In a 2009 article and video on the Popular Mechanics web site, “Tonight Show” host Jay Leno demonstrates how to use an ultrasonic cleaner to remove rust from tools. Leno, a long-time auto enthusiast and car collector, has his own garage where he rebuilds and restores classic automobiles. The video, titled “Jay’s Green Garage”, stresses how the ultrasonic cleaner made the process of removing rust and other contaminants much safer for the environment than previous methods.

Jay Leno Image In the video, Leno remarks on how mechanics would previously use dangerous chemicals to clean auto parts. The use of such toxic substances would require those who handled them to wear protective equipment such as gloves to preserve their skin and masks to keep out noxious fumes. In addition to the potential dangers, the cleaning process was also often time-consuming, in that it required users to reach inside the tiny crevices of some parts with cloths or wire brushes.

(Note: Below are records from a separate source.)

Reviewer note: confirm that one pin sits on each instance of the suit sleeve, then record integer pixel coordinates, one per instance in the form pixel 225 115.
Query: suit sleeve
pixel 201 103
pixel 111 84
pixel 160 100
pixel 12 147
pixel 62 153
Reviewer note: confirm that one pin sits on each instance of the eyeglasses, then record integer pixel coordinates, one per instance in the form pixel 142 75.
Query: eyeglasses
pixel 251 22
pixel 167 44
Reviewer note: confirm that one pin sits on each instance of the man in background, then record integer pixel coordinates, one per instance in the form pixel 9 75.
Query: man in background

Frank Pedelflous, a representative from ultrasonic cleaner manufacturer Omegasonics, explains some of the more technical aspects of ultrasonic cleaners to Leno and the audience. Pedelflous calls the method behind the ultrasonic cleaner “a stereo system and water”. He states that the machine works in much the same way as a stereo amplifier. The transducers within the machine create high-frequency sound waves, which create “millions of vacuum bubbles a second.”

These “millions of vacuum bubbles” produce an effect known as “cavitation”. When the bubbles burst against the contaminated surfaces, the liquid released from the implosion sprays the metal surfaces and removes the bonds that bonded the rust, dirt and oil to those surfaces. The bubbles can also reach into the small holes and crevices that hand tools cannot reach, making for a much more effective and thorough cleaning process.

“We're not really shaking it,” Pedelflous explains. “We're actually creating a vacuum bubble and it has a vortex released that's sucking the dirt off the part.”

Leno and Pedelflous also demonstrate how safe ultrasonic cleaners are to those who work around them. Leno dips his hand into the soapy water as the ultrasonic cleaner was running. Other than a noticeable warming of thee water/detergent solution, he did not experience any side effects from exposure to the machine. In previous eras, no mechanic would ever handle the caustic cleaning chemicals without gloves, as these substances often cause serious burns and skin irritation. (Editor’s note: iUltrasonic does not recommend putting any part of your body into an ultrasonic cleaner while it is operating.)

The two men also remark on the effectiveness of the ultrasonic cleaner. Leno notes how the cleaner is “pulling the rust right off” an old, rust-coated tool. In less than five minutes, much of the rust on the outside of the tool has dissolved off into the soapy water.

Leno also notes the similarities between the ultrasonic cleaner demonstrated in the garage and the small tabletop cleaner his wife uses as a jewelry cleaner.

“Just tell your wife, honey, it's a giant jewelry cleaner. You'll never have to polish silver again if we can get this for the garage.”

At the end of the video, Leno states that, “cleaning with ultra high frequency sound waves …it's the future.” In 2009, it may have been considered “the future”. In 2012, it’s a major part of the present.